I have a radical notion. Three primaries per week, every Tuesday, for 18 weeks. In alphabetical order. That’ll mix up the large and small states and the regions, though all the back-and-forth will increase the carbon footprints of the campaigns. And it will suck for voters in West Virginia and Wyoming.

As an alternative, stack the candidates’ home states near the top of the calendar, giving them their best shot at the “favorite son” vote; failing to win the home folks will shake out the weaker candidates early. The other states can draw lots.

The thing is, everyone acts like the “traditional” fist-in-the-nation status of Iowa and New Hampshire goes back to the founders. It wasn’t until Kennedy that a candidate ran in all 50 sates, and it wasn’t until after Carter that most of the delegates were picked in primaries and caucuses.

Before the ‘70s, most of the delegate seats were doled out by elected officials and party bosses in each party in each state. The notion of primaries as an integral part of the democratic process is actually pretty recent. Even today, third- (and fourth-, fifth-, sixth- ...) party candidates are chosen at party conventions without any public balloting.

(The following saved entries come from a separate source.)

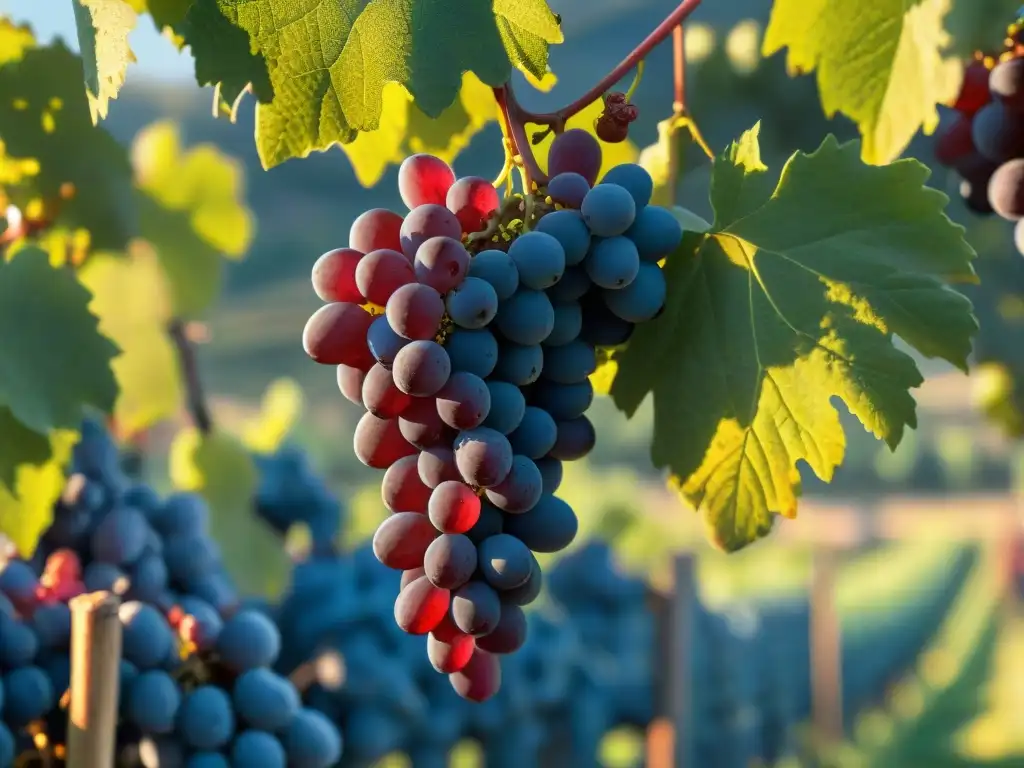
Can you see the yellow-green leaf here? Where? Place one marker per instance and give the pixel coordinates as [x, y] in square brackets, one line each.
[792, 299]
[131, 298]
[103, 27]
[881, 62]
[280, 410]
[27, 505]
[220, 468]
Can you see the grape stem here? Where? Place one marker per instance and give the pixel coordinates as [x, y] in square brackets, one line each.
[195, 394]
[514, 117]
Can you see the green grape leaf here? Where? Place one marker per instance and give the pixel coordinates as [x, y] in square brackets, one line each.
[880, 62]
[794, 298]
[53, 360]
[192, 211]
[27, 503]
[131, 298]
[328, 75]
[103, 27]
[404, 130]
[221, 469]
[83, 174]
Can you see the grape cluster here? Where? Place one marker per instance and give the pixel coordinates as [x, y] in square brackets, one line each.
[985, 141]
[197, 688]
[470, 345]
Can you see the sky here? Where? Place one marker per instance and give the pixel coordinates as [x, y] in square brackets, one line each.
[49, 18]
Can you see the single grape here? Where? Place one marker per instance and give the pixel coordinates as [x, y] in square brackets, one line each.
[449, 649]
[421, 369]
[421, 425]
[572, 287]
[551, 474]
[507, 407]
[997, 133]
[497, 268]
[424, 222]
[568, 324]
[383, 342]
[435, 465]
[206, 720]
[382, 272]
[374, 229]
[424, 179]
[539, 258]
[608, 210]
[464, 401]
[520, 489]
[421, 606]
[472, 200]
[635, 179]
[441, 263]
[483, 457]
[401, 540]
[613, 262]
[576, 439]
[450, 561]
[336, 334]
[472, 304]
[334, 275]
[655, 232]
[574, 151]
[570, 231]
[568, 189]
[453, 507]
[475, 608]
[472, 350]
[509, 635]
[1006, 190]
[562, 401]
[415, 311]
[519, 365]
[379, 442]
[550, 526]
[401, 488]
[643, 298]
[380, 394]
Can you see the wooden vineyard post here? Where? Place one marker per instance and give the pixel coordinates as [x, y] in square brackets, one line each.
[826, 654]
[95, 660]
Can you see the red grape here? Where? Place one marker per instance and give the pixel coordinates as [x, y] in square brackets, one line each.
[453, 507]
[421, 425]
[421, 606]
[415, 311]
[381, 396]
[472, 200]
[334, 275]
[479, 679]
[350, 383]
[401, 488]
[424, 179]
[379, 442]
[421, 368]
[337, 334]
[574, 152]
[374, 229]
[425, 222]
[381, 273]
[401, 540]
[441, 263]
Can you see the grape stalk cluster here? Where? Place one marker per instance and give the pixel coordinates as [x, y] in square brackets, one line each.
[985, 142]
[197, 684]
[468, 330]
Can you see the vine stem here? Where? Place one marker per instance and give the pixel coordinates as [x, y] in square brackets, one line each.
[514, 117]
[195, 394]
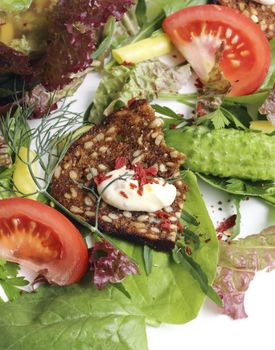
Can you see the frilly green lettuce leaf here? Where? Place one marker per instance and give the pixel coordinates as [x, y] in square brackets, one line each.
[264, 190]
[238, 263]
[270, 78]
[14, 5]
[144, 80]
[268, 107]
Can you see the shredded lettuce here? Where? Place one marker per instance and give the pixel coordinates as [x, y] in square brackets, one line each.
[238, 263]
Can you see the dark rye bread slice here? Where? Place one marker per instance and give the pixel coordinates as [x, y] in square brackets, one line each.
[134, 133]
[263, 15]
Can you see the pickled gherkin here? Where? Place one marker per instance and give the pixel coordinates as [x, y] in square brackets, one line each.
[243, 154]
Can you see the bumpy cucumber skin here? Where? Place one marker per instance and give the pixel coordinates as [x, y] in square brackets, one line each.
[226, 152]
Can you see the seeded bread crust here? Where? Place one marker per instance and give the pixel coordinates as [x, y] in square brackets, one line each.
[263, 15]
[136, 134]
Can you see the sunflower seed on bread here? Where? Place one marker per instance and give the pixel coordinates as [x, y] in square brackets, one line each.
[136, 134]
[262, 15]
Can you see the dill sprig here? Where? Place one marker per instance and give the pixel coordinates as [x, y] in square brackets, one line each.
[49, 142]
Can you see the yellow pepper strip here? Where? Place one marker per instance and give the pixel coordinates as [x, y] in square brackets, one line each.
[23, 181]
[262, 125]
[6, 33]
[143, 50]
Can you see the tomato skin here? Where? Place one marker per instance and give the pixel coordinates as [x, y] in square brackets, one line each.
[42, 239]
[247, 56]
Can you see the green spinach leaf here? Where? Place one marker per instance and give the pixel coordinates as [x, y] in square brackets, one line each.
[170, 294]
[75, 317]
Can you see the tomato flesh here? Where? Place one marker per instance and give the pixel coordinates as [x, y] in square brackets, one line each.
[42, 239]
[199, 31]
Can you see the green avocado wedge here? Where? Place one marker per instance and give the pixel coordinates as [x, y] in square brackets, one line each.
[81, 317]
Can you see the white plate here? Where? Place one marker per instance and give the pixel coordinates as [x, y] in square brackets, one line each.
[211, 329]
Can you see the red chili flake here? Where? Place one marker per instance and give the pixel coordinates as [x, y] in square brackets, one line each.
[227, 223]
[131, 101]
[100, 178]
[165, 225]
[200, 110]
[133, 186]
[120, 162]
[142, 175]
[198, 83]
[123, 194]
[180, 227]
[152, 171]
[162, 214]
[172, 126]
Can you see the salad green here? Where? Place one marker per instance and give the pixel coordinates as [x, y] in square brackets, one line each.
[74, 315]
[170, 287]
[238, 263]
[144, 80]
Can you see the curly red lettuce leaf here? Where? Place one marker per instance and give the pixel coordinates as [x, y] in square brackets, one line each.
[73, 33]
[239, 261]
[110, 265]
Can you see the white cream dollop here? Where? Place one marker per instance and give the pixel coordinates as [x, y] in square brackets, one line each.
[265, 2]
[120, 190]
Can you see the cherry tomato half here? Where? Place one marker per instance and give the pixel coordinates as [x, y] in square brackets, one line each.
[198, 32]
[42, 239]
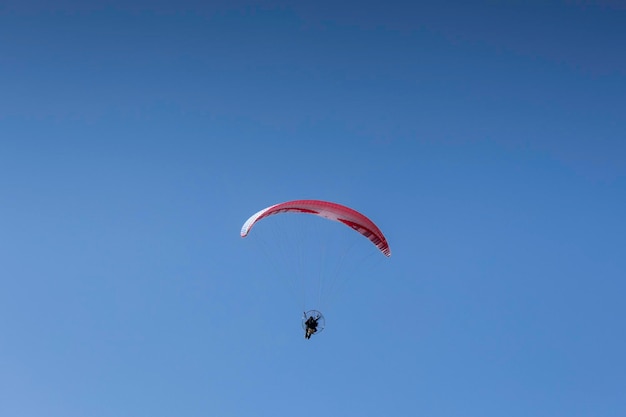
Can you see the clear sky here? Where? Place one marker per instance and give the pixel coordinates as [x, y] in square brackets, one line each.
[487, 139]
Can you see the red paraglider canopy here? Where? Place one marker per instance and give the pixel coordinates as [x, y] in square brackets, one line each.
[328, 210]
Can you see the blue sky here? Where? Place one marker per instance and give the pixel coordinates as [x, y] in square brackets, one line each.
[486, 139]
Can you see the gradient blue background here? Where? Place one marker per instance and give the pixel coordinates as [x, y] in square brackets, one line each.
[486, 138]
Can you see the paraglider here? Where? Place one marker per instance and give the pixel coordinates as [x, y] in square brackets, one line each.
[313, 321]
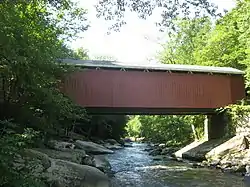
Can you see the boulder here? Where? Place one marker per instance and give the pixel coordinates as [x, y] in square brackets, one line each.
[111, 141]
[168, 151]
[93, 148]
[155, 152]
[112, 147]
[73, 155]
[62, 173]
[101, 162]
[68, 174]
[60, 145]
[128, 144]
[127, 140]
[76, 136]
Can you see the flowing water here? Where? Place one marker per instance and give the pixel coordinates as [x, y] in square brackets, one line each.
[133, 167]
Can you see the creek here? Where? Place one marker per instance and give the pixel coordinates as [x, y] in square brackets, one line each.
[133, 167]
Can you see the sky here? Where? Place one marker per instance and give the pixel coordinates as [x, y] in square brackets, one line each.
[137, 42]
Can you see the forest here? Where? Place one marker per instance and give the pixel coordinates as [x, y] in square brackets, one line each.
[34, 34]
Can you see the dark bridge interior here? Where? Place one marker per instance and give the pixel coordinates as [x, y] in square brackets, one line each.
[107, 87]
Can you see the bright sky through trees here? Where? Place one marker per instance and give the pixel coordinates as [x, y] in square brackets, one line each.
[137, 42]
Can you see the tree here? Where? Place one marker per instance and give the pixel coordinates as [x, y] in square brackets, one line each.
[33, 35]
[114, 10]
[190, 35]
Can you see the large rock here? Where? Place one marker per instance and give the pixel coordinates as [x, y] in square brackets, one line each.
[102, 163]
[126, 144]
[73, 155]
[62, 173]
[155, 152]
[93, 148]
[60, 145]
[111, 141]
[68, 174]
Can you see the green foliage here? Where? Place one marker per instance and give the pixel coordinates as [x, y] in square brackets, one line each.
[114, 11]
[107, 126]
[190, 35]
[170, 129]
[30, 76]
[226, 43]
[11, 145]
[32, 35]
[133, 127]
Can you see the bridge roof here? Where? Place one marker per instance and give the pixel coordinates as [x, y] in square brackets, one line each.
[152, 66]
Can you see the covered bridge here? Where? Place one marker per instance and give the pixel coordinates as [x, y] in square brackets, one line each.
[113, 87]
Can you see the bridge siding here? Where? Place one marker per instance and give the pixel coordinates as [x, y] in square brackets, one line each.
[134, 89]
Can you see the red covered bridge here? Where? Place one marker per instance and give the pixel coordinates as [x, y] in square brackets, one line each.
[113, 87]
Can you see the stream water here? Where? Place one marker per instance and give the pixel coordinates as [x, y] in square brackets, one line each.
[133, 167]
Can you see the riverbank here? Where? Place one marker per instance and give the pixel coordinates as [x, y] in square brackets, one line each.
[70, 163]
[133, 167]
[228, 154]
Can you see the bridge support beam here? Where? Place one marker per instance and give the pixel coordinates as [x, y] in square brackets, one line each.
[215, 126]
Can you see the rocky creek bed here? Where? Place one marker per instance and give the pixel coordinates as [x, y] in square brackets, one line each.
[108, 163]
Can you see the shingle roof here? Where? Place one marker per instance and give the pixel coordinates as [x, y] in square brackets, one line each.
[152, 66]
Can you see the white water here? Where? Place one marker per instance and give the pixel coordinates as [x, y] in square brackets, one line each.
[133, 167]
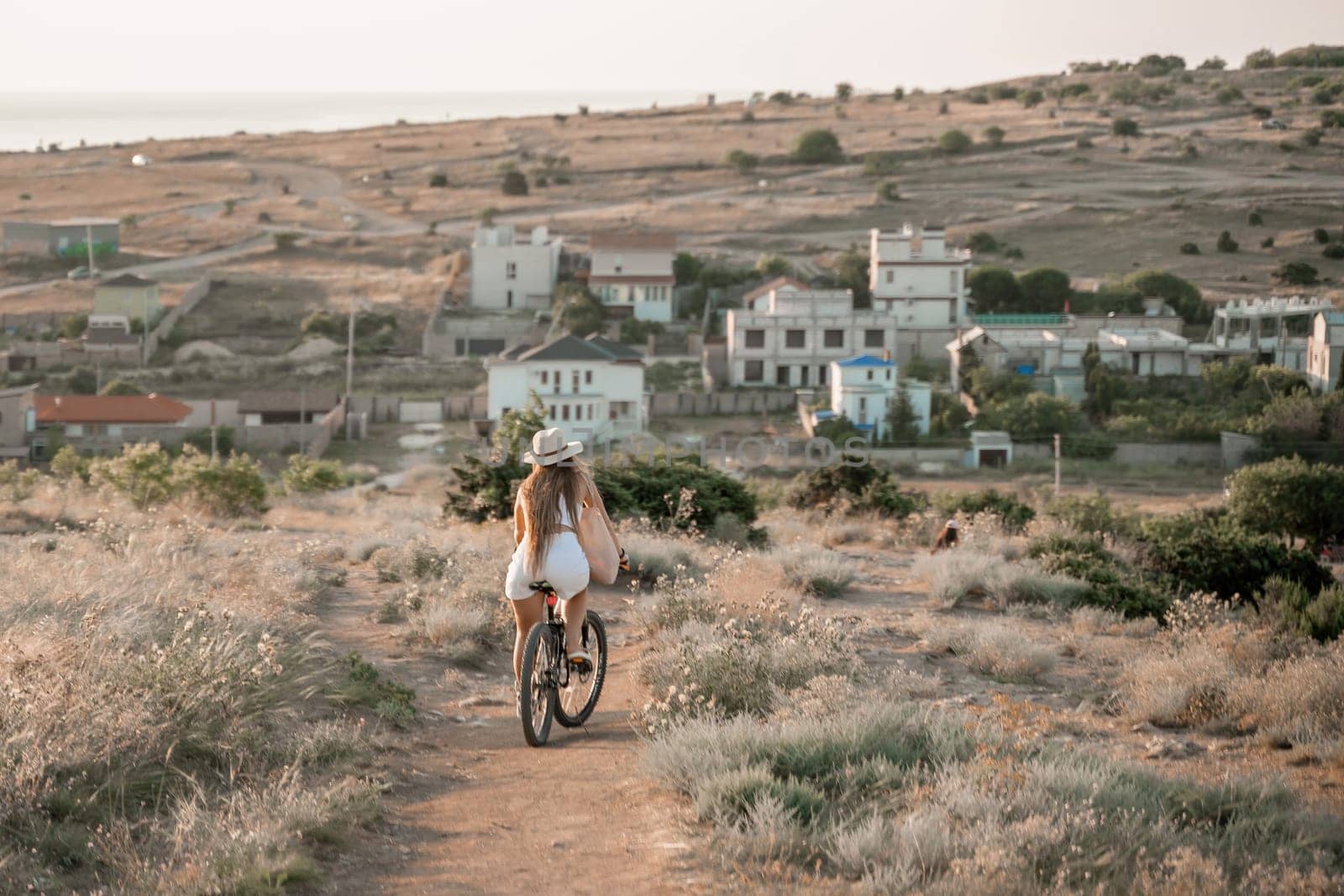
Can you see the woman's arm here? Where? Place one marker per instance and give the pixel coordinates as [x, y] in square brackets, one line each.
[519, 520]
[595, 500]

What changed? In part, racist southern Democrats abusing the system. in the “Solid South” days, it was easier to elect a yellow dog than a Republican. When the law finally got around to guaranteeing, in a serious way, that black citizens be allowed to vote, the Democratic Party in the several states said that it was a private organization, and as such had a right to keep its membership all-white. The Democratic nominee was a near-certain winner in November. So blacks had won the right to vote ... but not when it really mattered.

The courts ruled, and rightly so, that the party primaries were part of the democratic process. Political parties might have a legitimate claim to be private organizations, but when their “private” proceedings determine who will appear on the November ballot, they’re intertwined with the state. At that point, they become an integral part of the electoral process, and denying access to that ballot is tantamount to robbing citizens of their right to vote. It was a transparent sham that the courts could read right through.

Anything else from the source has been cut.